Latifa è in queste settimane a Palazzo Grassi, Venezia, ospite della collettiva “L’illusione della luce” (in corso fino al 1 gennaio 2015) con cui la Fondazione Pinault sviscera il tema della luce nell’arte contemporanea, partendo da Dan Flavin e arrivando a Philippe Parreno. C’è con due lavori: la riedizione dell’installazione À chaque stencil une révolution, presentata la prima volta nel 2007, e il delicatissimo Fantôme (Jasmin), nato a Beirut nei giorni caldi del deflagrare della Primavera Araba. Due opere emblematiche, che restituiscono il senso più profondo della sua ricerca, con il cortocircuito tra storia individuale e collettiva che scorre sulla tensione procurata da oggetti minimi, feticci sacralizzati.
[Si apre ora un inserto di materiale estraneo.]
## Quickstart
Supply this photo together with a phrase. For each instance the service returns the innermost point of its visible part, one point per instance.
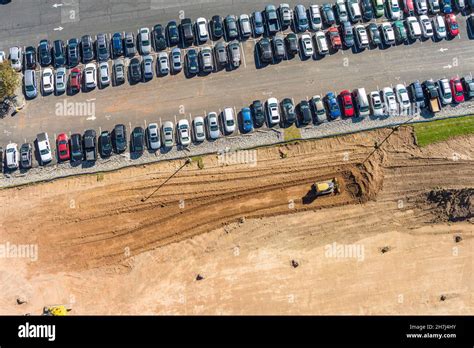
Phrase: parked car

Incontriamo l’artista nella sala che accoglie il suo intervento, a margine del talk che ha tenuto con Alessandro Rabottini al Teatrino di Palazzo Grassi, nuovo appuntamento con il ricco calendario di incontri con l’autore promossi dall’istituzione veneziana. Una conversazione che guarda alla sottile fisicità del lavoro di Echakhch, così spesso invece banalizzato e interpretato solamente alla luce del suo carico emotivo, sociale. “Viene sempre prima la materia, poi il concetto” confida l’artista, “sono una materialista, non una filosofa; posso cambiare la natura di una mostra anche due giorni prima dell’inaugurazione, se non ne sono convinta”. Da qui il senso di una dialogo che Rabottini conduce verso sentieri dichiaratamente architettonici, urbanistici, suggerendo una trasfigurazione tra paesaggio reale e paesaggio immaginato, tra ambiente di vita e ambiente della memoria. Si annida qui, allora, il meraviglioso mistero di Latifa: nella calcolata confusione tra diversi orizzonti visuali, nel ricordo di quell’appartamento nelle banlieu dove è cresciuta – aborto dell’utopia di LeCorbusier – e nell’immagine fresca delle periferie bombardate di Beirut. Alla disperata e struggente ricerca di un’idea di casa.